[Bioc-sig-seq] The "ranges" slot in the sread slot of an AlignedRead class
Nicolas Delhomme
delhomme at embl.de
Fri May 15 14:43:33 CEST 2009
Hi Martin, Hi all,
The following code does what I want quite nicely:
mrna.ranges<-RangedData(
IRanges(start=position(mrna.aln),width=width(mrna.aln)),
space = chromosome(mrna.aln),
universe = "dm3",
indices=unlist(sapply(levels(chromosome(mrna.aln)),function(chr)
{which(chromosome(mrna.aln)==chr)}),use.name=FALSE)
)
Out of my AlignedRead (mrna.aln), I create a RangedData which contains
the ranges splitted by chromosome and sorted into a RangesList. The
additional parameter: indices (the name is arbitrary) contains the
position of the corresponding read in the original mrna.aln object and
is stored in a SplitXDataFrame.
Best,
---------------------------------------------------------------
Nicolas Delhomme
High Throughput Functional Genomics Center
European Molecular Biology Laboratory
Tel: +49 6221 387 8426
Email: nicolas.delhomme at embl.de
Meyerhofstrasse 1 - Postfach 10.2209
69102 Heidelberg, Germany
---------------------------------------------------------------
On 13 May 2009, at 16:53, Martin Morgan wrote:
> Nicolas Delhomme <delhomme at embl.de> writes:
>
>> Hi Martin,
>>
>> That's what I thought; i was just curious to learn more.
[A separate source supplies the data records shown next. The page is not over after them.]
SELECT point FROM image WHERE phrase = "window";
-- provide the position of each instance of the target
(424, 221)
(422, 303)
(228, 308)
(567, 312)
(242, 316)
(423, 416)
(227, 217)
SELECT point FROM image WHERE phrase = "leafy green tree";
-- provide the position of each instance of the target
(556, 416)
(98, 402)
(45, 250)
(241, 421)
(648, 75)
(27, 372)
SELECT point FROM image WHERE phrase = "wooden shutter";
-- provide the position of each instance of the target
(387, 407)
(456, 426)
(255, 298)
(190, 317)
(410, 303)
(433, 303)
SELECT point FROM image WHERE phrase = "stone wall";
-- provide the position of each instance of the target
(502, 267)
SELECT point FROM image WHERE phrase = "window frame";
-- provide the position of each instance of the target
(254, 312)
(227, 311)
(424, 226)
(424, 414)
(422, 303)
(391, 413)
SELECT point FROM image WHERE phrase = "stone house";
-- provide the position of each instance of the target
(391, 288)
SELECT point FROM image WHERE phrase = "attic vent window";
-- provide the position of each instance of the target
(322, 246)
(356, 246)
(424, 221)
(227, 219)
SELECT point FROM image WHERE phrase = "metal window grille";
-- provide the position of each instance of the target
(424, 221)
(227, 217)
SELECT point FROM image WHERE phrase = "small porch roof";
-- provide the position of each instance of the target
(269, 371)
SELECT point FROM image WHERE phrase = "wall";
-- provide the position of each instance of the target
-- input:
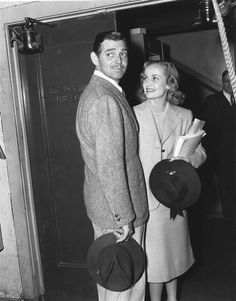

Thanks for
>> the details!
>>
>> I should have think of it, as I put it after the session info, that
>> most probably my second question will be invisible :-)
>>
>> I paste it here again:
>>
>>>
>>> And is there an easy way to create a RangesList from an AlignedRead
>>> object? I figured out how to do it, but I just want to be sure
>>> that I
>>> didn't miss it. If it doesn't exist, I think it would be a valuable
>>> addition and I could contribute the few lines of code.
>
> Sorry for missing that; I don't think there is anything built-in. We
> could exchange your code about introducing something off-list, if you
> like.
>
> Martin
>
>> Best wishes,
>>
>> ---------------------------------------------------------------
>> Nicolas Delhomme
>>
>> High Throughput Functional Genomics Center
>>
>> European Molecular Biology Laboratory
>>
>> Tel: +49 6221 387 8426
>> Email: nicolas.delhomme at embl.de
>> Meyerhofstrasse 1 - Postfach 10.2209
>> 69102 Heidelberg, Germany
>> ---------------------------------------------------------------
>>
>>
>>
>> On 13 May 2009, at 04:30, Martin Morgan wrote:
>>
>>> Hi Nicolas --
>>>
>>> Nicolas Delhomme <delhomme at embl.de> writes:
>>>
>>>> Hi all,
>>>>
>>>> Well the question is quite easy :-) What does this slot holds?
>>>> Because
>>>> it looks very different from the actual positions: i.e.
>>>>
>>>> these are the 10 first ranges
>>>>
>>>>> sread(aln.clean[chromosome(aln.clean)=="2R"])@ranges[1:10]
>>>
>>> It's internal to the way reads themselves are stored.
>>> sread(aln.clean)
>>> returns a DNAStringSet object, the ranges slot of a DNAStringSet
>>> points to offsets into a larger DNAString. As you show later, you
>>> want to use position(aln.clean) for alignment information.
>>>
>>> This representation is meant to be entirely internal to the class.
>>> The
>>> intention is that the user manipulate objects with defined functions
>>> and methods (like position()). Of course the user can get at the
>>> contents of slots with @, but there are no guarantees about what
>>> will
>>> be there if the user does this!.
>>>
>>> Martin
>>>
>>>
>>>> IRanges object:
>>>> start end width
>>>> [1] 4141 4176 36
>>>> [2] 4177 4212 36
>>>> [3] 4357 4392 36
>>>> [4] 4465 4500 36
>>>> [5] 5113 5148 36
>>>> [6] 5365 5400 36
>>>> [7] 5401 5436 36
>>>> [8] 6049 6084 36
>>>> [9] 6301 6336 36
>>>> [10] 6373 6408 36
>>>>
>>>> and these are the 10 first positions
>>>>
>>>>> position(aln.clean[chromosome(aln.clean)=="2R"])[1:10]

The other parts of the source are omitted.